Foundations of Modern Science

Science 1650-1750

Pierre de Fermat (1601-1665) was a French jurist who did mathematics in his spare time contributing to probability and number theory

Blaise Pascal (1623 – 1662) was a French mathematician who designed and built the first mechanical calculator and also set the foundations of probability theory and projective geometry (used in modern computer graphics)

The English genius Isaac Newton (1642-1726) set the foundations of modern science by providing the laws of motion and universal gravitation that not only explained the Kepler's laws but also several other astronomical observations. His theory stayed unchallenged until Einstein's theory of relativity, 300 years later. For objects moving well below the speed of light, Einstein's theory reduces to Newton's. Therefore all engineering design is based on Newton's theory.

Newton built the first reflecting telescope and made several contributions to optics.

Newton also invented calculus, independently of the German mathematician Gottfried Leibniz (1646 –1716). Leibniz improved Pascal's calculator and he designed the first mass produced mechanical calculator. He also refined the binary number system that eventually because the foundation of digital computers.

.In short the analytical tools for the Western technological developments were all in place by 1750.

Why was China left behind?

Instead of trying to answer that question I want to take a look of mathematics and science in the west going back 2000 years. It seems that starting with the Egyptians and Babylonians people of around the eastern Mediterranean were curious about nature. Greek speaking scholars made a lot of progress until circa 400 when the heavy hand of the church put a brake. When for a few centuries Islam was liberal, Arab speaking scholars resumed the progress. When the grip of the church was loosened in the 12th century progress resumed from where it had stopped, hence the rush to the old Greek and Latin manuscripts and the Arabic translations.

Max Weber (Ferguson, p. 27) states that Confucians sought rational adjustment to the world while westerners sought rational mastery of the world. Ferguson disputes that view but I think Weber did not go far enough. Chinese thinkers focused on human well being without being bothered by useless knowledge. The westerners pursued useless knowledge.

Aristotle (384–322 BCE) gave detailed arguments why the earth is a sphere, including the shape of its shadow during a lunar eclipse and that travelers going south see southern constellations rise higher above the horizon.

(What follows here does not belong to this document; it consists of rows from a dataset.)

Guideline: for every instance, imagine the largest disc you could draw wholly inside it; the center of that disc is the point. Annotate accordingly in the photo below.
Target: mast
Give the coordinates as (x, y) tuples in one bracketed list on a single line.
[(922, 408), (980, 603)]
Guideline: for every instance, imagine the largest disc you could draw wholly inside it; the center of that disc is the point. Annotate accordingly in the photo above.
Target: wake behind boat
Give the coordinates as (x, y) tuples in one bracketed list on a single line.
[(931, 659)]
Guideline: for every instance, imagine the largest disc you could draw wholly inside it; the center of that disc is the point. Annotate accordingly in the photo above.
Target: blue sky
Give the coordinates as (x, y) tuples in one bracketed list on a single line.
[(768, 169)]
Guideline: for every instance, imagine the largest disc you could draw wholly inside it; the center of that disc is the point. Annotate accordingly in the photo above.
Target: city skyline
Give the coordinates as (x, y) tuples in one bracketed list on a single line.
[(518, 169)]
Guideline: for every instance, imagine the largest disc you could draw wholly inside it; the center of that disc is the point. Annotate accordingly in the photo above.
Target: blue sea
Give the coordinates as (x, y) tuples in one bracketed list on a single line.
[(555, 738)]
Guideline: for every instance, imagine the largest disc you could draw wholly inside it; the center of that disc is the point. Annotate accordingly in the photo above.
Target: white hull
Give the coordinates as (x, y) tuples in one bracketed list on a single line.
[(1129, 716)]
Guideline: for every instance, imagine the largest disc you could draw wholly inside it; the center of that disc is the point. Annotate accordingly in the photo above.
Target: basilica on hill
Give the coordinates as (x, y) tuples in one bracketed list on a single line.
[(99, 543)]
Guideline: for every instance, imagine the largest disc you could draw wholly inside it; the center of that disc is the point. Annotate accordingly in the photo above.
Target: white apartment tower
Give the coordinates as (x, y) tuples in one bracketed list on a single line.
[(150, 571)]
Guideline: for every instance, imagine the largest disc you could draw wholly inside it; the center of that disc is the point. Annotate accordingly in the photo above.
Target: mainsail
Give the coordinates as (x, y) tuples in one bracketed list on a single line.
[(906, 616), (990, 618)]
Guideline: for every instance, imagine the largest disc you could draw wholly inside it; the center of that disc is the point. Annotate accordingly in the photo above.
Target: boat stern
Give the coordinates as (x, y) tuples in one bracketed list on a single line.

Eratosthenes of Alexandria (276–194 BCE) used trigonometry to estimate the circumference of the earth. His result was roughly 10% accurate.

The idea of a spherical earth spread to India (circa 500 CE) and from there to China.

Aristarchus of Samos (circa 310-230 BCE, a bit later than Epicurus) proposed the heliocentric system and placed the planets in their proper order from the sun. Eventually his ideas lost to the geocentric system of Ptolemy (90-168 CE) that used a very complex model (epicycloids) to reconcile astronomical data with the idea that the sun and planets rotate around the earth. However mentions of Aristarchus ideas survived in manuscripts and were picked by Copernicus 1700 years later.

There are few classic Chinese writings dealing with these topics. A poem by Qu Yuan (343-278 BCE) asks cosmic questions but it does not deal with answers. Chinese astronomy “took off” during the Tang dynasty (618-907 CE) and relied on Indian astronomers who moved to China.

Archimedes (circa 250 BCE) proved using rigorous mathematics that
223/71 < pi <22/7 or 3.1408 < pi < 3.1429 (true value 3.14159).

In China, the scholar Zhang Heng (78-139 CE) stated that pi was the square root of 10 or 3.16. He also wrote "The sky is like a hen's egg and is as round as a crossbow pellet. The Earth is like the yolk of the egg, lying alone at the center. The sky is large and the Earth is small." Source:
That is the closest we have of Chinese knowledge that earth is a sphere. Clearly it is a geocentric, not a heliocentric system.